Stochastic Training of Graph Convolutional Networks with Variance Reduction
Jianfei Chen, Jun Zhu, Le Song
TL;DR
The paper tackles the challenge of training GCNs efficiently without expanding the neighbor search to impractical sizes. It introduces a variance-reduction framework based on control variates, coupled with a preprocessing step that reduces the network depth, enabling training with tiny neighbor sets while preserving convergence to a local optimum. The authors prove unbiased gradients and convergence under zero dropout, and demonstrate that CV with preprocessing matches or closely Approximates exact GCN performance with large speedups on benchmarks like Reddit. Overall, the approach provides a scalable path to high-performance GCN training on large graphs without sacrificing accuracy.
Abstract
Graph convolutional networks (GCNs) are powerful deep neural networks for graph-structured data. However, GCN computes the representation of a node recursively from its neighbors, making the receptive field size grow exponentially with the number of layers. Previous attempts on reducing the receptive field size by subsampling neighbors do not have a convergence guarantee, and their receptive field size per node is still in the order of hundreds.

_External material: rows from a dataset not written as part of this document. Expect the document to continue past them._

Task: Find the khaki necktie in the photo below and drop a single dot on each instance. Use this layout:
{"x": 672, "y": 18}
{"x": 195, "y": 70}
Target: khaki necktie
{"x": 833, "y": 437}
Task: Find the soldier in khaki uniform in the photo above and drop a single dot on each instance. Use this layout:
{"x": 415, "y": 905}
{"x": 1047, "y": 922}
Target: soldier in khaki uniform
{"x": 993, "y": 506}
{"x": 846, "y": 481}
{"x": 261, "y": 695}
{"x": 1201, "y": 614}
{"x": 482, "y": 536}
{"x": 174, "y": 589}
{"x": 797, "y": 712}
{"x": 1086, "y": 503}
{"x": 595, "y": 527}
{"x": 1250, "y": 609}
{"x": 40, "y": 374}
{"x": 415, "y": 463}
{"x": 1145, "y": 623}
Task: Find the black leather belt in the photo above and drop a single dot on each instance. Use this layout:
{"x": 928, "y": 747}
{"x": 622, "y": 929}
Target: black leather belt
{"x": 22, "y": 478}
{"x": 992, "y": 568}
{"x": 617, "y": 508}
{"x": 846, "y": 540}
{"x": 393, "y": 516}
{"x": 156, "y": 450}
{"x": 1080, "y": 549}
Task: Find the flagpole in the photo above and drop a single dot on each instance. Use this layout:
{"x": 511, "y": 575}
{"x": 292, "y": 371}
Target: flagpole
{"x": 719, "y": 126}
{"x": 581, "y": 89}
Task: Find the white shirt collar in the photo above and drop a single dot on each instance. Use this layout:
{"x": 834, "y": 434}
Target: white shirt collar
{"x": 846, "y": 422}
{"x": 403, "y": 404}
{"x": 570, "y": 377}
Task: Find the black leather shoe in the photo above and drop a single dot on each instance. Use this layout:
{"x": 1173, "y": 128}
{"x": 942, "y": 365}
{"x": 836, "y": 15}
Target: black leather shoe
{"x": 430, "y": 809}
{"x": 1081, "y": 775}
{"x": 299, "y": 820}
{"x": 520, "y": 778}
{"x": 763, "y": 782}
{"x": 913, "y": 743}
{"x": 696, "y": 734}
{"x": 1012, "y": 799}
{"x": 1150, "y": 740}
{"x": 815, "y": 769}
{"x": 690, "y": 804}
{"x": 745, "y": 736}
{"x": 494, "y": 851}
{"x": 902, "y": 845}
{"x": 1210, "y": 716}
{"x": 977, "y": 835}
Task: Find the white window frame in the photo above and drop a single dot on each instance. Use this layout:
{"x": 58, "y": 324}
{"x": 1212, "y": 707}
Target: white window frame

In this paper, we develop control variate based algorithms which allow sampling an arbitrarily small neighbor size. Furthermore, we prove new theoretical guarantee for our algorithms to converge to a local optimum of GCN. Empirical results show that our algorithms enjoy a similar convergence with the exact algorithm using only two neighbors per node. The runtime of our algorithms on a large Reddit dataset is only one seventh of previous neighbor sampling algorithms.